Eine Entwicklung, an die sich deutsche Arbeitnehmer erst noch gewöhnen müssen. Nach Studien des Hamburger Hans-Bredow-Instituts konnten im Jahr 2001 nur 31,5 Prozent der Deutschen über 18 Jahren Nachrichtensendungen im Fernsehen oder einen Zeitungsartikel in Englisch "ungefähr" verstehen. Nur knapp über 20 Prozent schätzten ihre Kenntnisse als "sehr gut" ein. Und selbst diese verstehen lediglich etwa 80 Prozent der englischen Begriffe. Jüngere Deutsche sprechen tendenziell besser Englisch, aber auch hier hapert es teilweise gewaltig. Deshalb prüfen viele Unternehmen in Vorstellungsgesprächen die Sprachkenntnisse.

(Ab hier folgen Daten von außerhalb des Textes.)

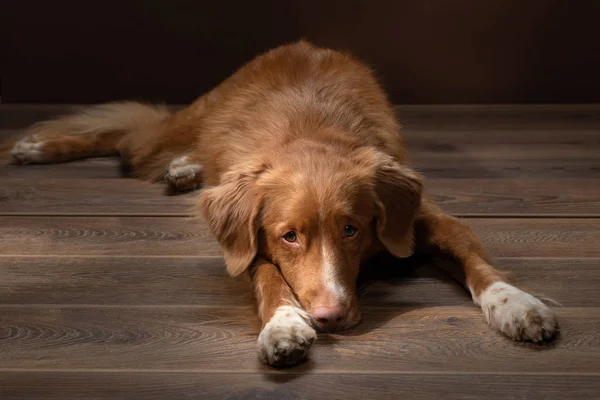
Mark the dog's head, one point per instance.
(317, 215)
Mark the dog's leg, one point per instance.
(50, 147)
(286, 332)
(507, 308)
(184, 173)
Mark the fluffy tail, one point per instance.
(94, 131)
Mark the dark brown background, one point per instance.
(426, 51)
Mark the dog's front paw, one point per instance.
(286, 338)
(518, 314)
(183, 174)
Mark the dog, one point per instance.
(303, 178)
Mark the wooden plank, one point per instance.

"Die richtigen Leute zu finden, die auch in einem internationalen Umfeld arbeiten können, ist sehr schwierig", meint Andreas Schindler, Geschäftsführer der deutschen Niederlassung des amerikanischen Softwareanbieters The Math-Works. Obwohl das Unternehmen nach guten Mitarbeitern sucht, etwa im technischen Vertrieb, scheitern viele bereits früh. Auch Sprachbarrieren sind schuld: "Um Mitarbeiter von Anfang an richtig auszuwählen, haben wir einen langwierigen Prozess etabliert. Bis zu zehn Gespräche sind denkbar - je nach Position, die ein Mitarbeiter anstrebt", erklärt Schindler. Natürlich gehören auch Interviews mit internationalen Verantwortlichen aus Europa oder Amerika dazu.

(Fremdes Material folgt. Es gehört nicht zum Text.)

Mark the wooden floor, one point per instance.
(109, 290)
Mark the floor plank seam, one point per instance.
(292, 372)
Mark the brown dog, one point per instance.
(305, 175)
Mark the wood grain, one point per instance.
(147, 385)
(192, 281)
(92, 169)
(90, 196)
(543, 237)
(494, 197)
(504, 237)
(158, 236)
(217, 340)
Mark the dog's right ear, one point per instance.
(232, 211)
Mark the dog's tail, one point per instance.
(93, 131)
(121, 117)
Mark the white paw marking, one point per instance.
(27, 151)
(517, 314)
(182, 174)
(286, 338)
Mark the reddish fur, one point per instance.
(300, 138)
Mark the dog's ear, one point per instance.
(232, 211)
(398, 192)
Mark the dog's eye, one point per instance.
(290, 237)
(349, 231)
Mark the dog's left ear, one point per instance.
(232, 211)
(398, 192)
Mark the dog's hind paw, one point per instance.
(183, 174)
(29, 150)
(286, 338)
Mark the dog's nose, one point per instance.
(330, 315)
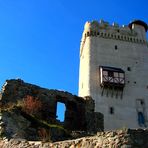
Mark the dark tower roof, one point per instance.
(139, 22)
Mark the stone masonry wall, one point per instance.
(112, 139)
(27, 109)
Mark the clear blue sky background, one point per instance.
(40, 39)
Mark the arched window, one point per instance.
(141, 119)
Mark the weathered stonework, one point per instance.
(123, 50)
(112, 139)
(19, 121)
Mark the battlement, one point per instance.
(134, 32)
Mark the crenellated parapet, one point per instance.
(135, 32)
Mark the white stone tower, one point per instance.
(114, 72)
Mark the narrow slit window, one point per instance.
(60, 111)
(111, 110)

Anwärter mit schlechtem Englisch haben kaum eine Chance - eine Tatsache, die für die meisten Tochtergesellschaften englischsprachiger IT-Unternehmen gilt. So auch bei Stream-Serve Deutschland in Bad Homburg, Tochter einer amerikanischen Mutter. Birgit Schwarz, Director HR: "In einem weltweit agierenden Unternehmen sind interkulturelle und sprachliche Fähigkeiten ein Muss; und bei Englischkenntnissen schauen wir genau hin." Auch die Chinesen setzen inzwischen auf die Welt-Business-Sprache. So ist bei Lenovo seit einiger Zeit Englisch die Konzernsprache. "Selbst Praktikanten stellen wir nur mit hervorragenden Englischkenntnissen ein", sagt Stefan Pieper, Sprecher von Lenovo Deutschland.

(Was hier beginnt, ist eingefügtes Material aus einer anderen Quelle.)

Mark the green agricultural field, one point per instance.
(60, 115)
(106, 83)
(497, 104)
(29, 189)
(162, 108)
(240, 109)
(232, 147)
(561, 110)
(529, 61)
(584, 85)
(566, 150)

Die Anforderungen wachsen, und auch die Kontrolle im Vorfeld steigt, so dass Mogeln kaum möglich ist. "Natürlich klären wir bereits im ersten Gespräch den einen oder anderen Fragenkomplex auf Englisch", so Rosemarie Clarner von IDS Scheer. Und auch Hartmut Hillebrand von SAP macht sprachlichen Drückebergern kaum Hoffnung: "Gespräche für wichtige Positionen führen wir zum Teil nur auf Englisch. Und auch bei niedrigeren Hierarchiestufen ist meist nur die Hälfte des Gesprächs in Deutsch." Wer meint, bei den kleineren Playern auf dem Markt ein Schlupfloch zu finden, den enttäuscht Daniel Speidel, Head of Human Resources des Tübinger Hardwarespezialisten Transtec: "Auch bei uns laufen Teile der Gespräche auf Englisch - zumindest eine fremdsprachliche Eigendarstellung erwarten wir von den Bewerbern", sagt Speidel. Gut geeignet sind seiner Meinung nach auch Rollenspiele wie fiktive Einkaufsgespräche. "Bei einer entsprechenden Position findet das Zweitgespräch dann komplett auf Englisch statt", betont der Personal-Manager.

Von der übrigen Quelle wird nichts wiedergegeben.